Oi, bruv, why did the Indianapolis Colts’ latest quarterback trade get roped into the discourse Sunday night?
The whole world was glued to either one of two things on the first Sunday in March: TNT for the slapdash NBA All-Star Game, or CBS for the Meghan Markle/Prince Harry tell-all interview, moderated by Oprah Winfrey.
If you watched the tell-all, you made the right call.
Such an overload of tea was spilled that some leaked out from my speakers.
In another example of how permanently broken the brains of most sports fans are, many of us … couldn’t get through the thing without our minds wandering to Carson Wentz, the newly-imported signal caller who recently changed environments for a far different reason.
And yes, everybody on Twitter had the same joke all cued up.
Twitter still thinks Colts QB Carson Wentz looks like Prince Harry.
OK, first thought? He looks clean, fresh, rejuvenated and thrilled to be out of Doug Pederson’s control.
Second?

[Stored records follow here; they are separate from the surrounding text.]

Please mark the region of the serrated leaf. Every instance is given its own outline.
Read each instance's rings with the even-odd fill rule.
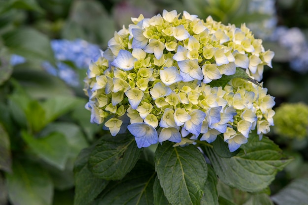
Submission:
[[[230,151],[228,144],[223,141],[223,137],[219,135],[216,140],[213,142],[212,145],[214,151],[219,157],[223,158],[230,158],[240,152],[241,149],[238,149],[233,152]]]
[[[0,170],[6,172],[11,171],[12,159],[9,136],[0,123]]]
[[[11,174],[5,175],[10,202],[13,205],[51,205],[53,186],[39,164],[14,159]]]
[[[154,204],[155,205],[170,205],[165,196],[164,190],[160,186],[159,179],[156,176],[153,185],[153,194],[154,195]]]
[[[205,149],[219,179],[243,191],[265,189],[290,161],[282,159],[278,146],[266,137],[259,141],[257,135],[251,134],[241,147],[243,150],[230,158],[219,157],[212,148]]]
[[[131,135],[105,135],[90,155],[89,169],[99,178],[121,179],[134,167],[141,151]]]
[[[83,149],[75,162],[74,205],[87,205],[106,187],[108,181],[94,176],[88,168],[89,157],[93,147]]]
[[[308,202],[308,178],[296,178],[272,197],[278,205],[306,205]]]
[[[208,84],[211,86],[211,87],[219,87],[221,86],[222,88],[224,88],[230,81],[234,78],[242,78],[250,81],[257,86],[261,86],[257,81],[250,78],[249,75],[246,73],[244,69],[238,67],[236,68],[236,70],[234,74],[228,76],[222,75],[221,78],[213,80]]]
[[[152,205],[156,174],[152,165],[140,161],[121,181],[111,182],[95,205]]]
[[[26,59],[55,63],[50,40],[45,34],[30,28],[15,29],[3,35],[4,45],[12,54]]]
[[[204,157],[193,145],[173,144],[164,142],[155,153],[155,169],[165,195],[172,205],[199,204],[207,176]]]
[[[68,145],[62,133],[54,132],[40,138],[22,132],[24,140],[31,150],[46,162],[61,170],[65,168],[68,157]]]
[[[201,199],[201,205],[219,205],[217,191],[217,176],[211,166],[208,166],[208,178],[204,186],[204,195]]]

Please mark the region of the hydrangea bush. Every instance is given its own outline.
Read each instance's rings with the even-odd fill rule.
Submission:
[[[262,190],[288,162],[262,137],[275,101],[259,82],[274,53],[245,24],[180,16],[132,18],[91,63],[86,108],[111,136],[80,154],[76,176],[86,166],[109,183],[76,183],[76,204],[231,204],[217,181],[270,202]],[[154,172],[144,164],[153,159]]]

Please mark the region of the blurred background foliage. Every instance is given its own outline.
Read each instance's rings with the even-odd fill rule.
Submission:
[[[294,159],[272,199],[308,201],[308,0],[0,0],[0,205],[73,204],[74,160],[103,132],[84,109],[87,65],[130,17],[163,9],[245,23],[275,52],[263,81],[281,127],[269,135]]]

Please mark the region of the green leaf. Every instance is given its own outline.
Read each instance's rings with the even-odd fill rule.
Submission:
[[[75,162],[74,205],[87,205],[92,202],[106,187],[108,181],[98,178],[88,167],[89,157],[93,147],[83,149]]]
[[[90,111],[85,108],[85,105],[87,103],[86,100],[81,101],[80,103],[75,107],[72,111],[72,118],[82,128],[87,135],[87,138],[91,141],[93,140],[94,135],[99,130],[101,130],[101,127],[96,123],[92,123],[90,121]]]
[[[211,83],[209,83],[208,85],[211,86],[211,87],[219,87],[221,86],[222,88],[224,88],[230,81],[234,78],[242,78],[253,83],[257,86],[261,86],[257,81],[250,78],[248,74],[246,73],[244,69],[238,67],[236,68],[235,74],[228,76],[223,75],[221,78],[213,80]]]
[[[10,62],[10,56],[6,49],[0,49],[0,86],[11,76],[13,67]]]
[[[35,0],[11,0],[4,5],[5,10],[18,9],[35,11],[41,13],[45,12]]]
[[[218,200],[219,205],[238,205],[220,196]]]
[[[193,145],[173,145],[164,142],[155,153],[155,169],[165,195],[172,205],[200,204],[207,176],[204,157]]]
[[[204,195],[201,199],[201,205],[218,205],[216,186],[216,173],[211,166],[208,166],[208,178],[204,186]]]
[[[221,135],[217,136],[212,144],[215,153],[220,157],[230,158],[236,155],[241,150],[241,149],[238,149],[233,152],[230,151],[228,144],[223,141],[223,137]]]
[[[7,204],[7,190],[5,187],[4,179],[0,174],[0,205]]]
[[[266,137],[259,141],[256,134],[252,134],[241,147],[243,150],[230,158],[219,157],[212,148],[205,149],[219,179],[243,191],[254,192],[265,189],[290,162],[282,159],[278,146]]]
[[[252,194],[249,199],[243,205],[274,205],[274,203],[267,194],[260,193]]]
[[[31,97],[46,99],[73,95],[72,90],[59,78],[43,70],[31,69],[31,65],[18,65],[14,68],[12,77]]]
[[[10,139],[6,131],[0,123],[0,170],[11,171],[12,159],[10,147]]]
[[[54,120],[62,115],[72,110],[80,99],[72,96],[58,95],[46,100],[42,104],[46,111],[46,121]]]
[[[105,135],[91,153],[89,169],[96,177],[121,179],[134,167],[142,150],[131,135]]]
[[[48,173],[39,164],[14,159],[6,173],[9,199],[13,205],[50,205],[53,186]]]
[[[168,200],[165,196],[164,190],[160,186],[159,179],[156,176],[153,185],[153,194],[154,195],[154,204],[155,205],[170,205]]]
[[[121,181],[112,181],[95,200],[95,205],[153,205],[154,168],[140,161]]]
[[[4,45],[11,53],[55,64],[50,40],[45,34],[33,29],[22,28],[8,32],[2,37]]]
[[[305,205],[308,202],[308,178],[299,178],[272,197],[278,205]]]
[[[48,135],[53,132],[60,132],[64,135],[67,142],[69,157],[73,158],[76,158],[80,151],[88,146],[80,128],[71,122],[50,123],[40,135]]]
[[[54,132],[44,137],[35,138],[23,131],[23,139],[31,150],[46,162],[63,170],[68,157],[68,144],[62,133]]]
[[[38,101],[31,101],[25,111],[26,117],[33,132],[40,131],[47,124],[46,112]]]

Guy cleans up pretty decently for a North Dakota boy. How many times did he plug AO1?
The relentless social media mockery only continued as more people tuned into the devastating interview, though most didn’t go beyond the surface level or come up with a new spin on the old favorite.
Come on, Andrew. At least do some mapping!
Nobody asked, but we’ve got a few pitches:
“Is Oprah going to ask Carson if there’s any hope of him ever reconciling with Zach Ertz?”
“Oprah, to be honest, I’m sick and tired of the tabloids using that … (shudders) nickname for Nick Foles.”
“Yes, we still do have court jesters. But enough about Jason Kelce.”
See, there’s something. At least we got the top of mind Reich question in there somewhere. Grounds the joke, makes it more pertinent.
This news story isn’t going anywhere, as the British Monarchy threatens to crumble thanks to Meghan & Harry leading the charge and standing up for humane treatment. Expect more of the same Wentz jokes in the near future, distant future, and eternally, as long as he piles up wins this year.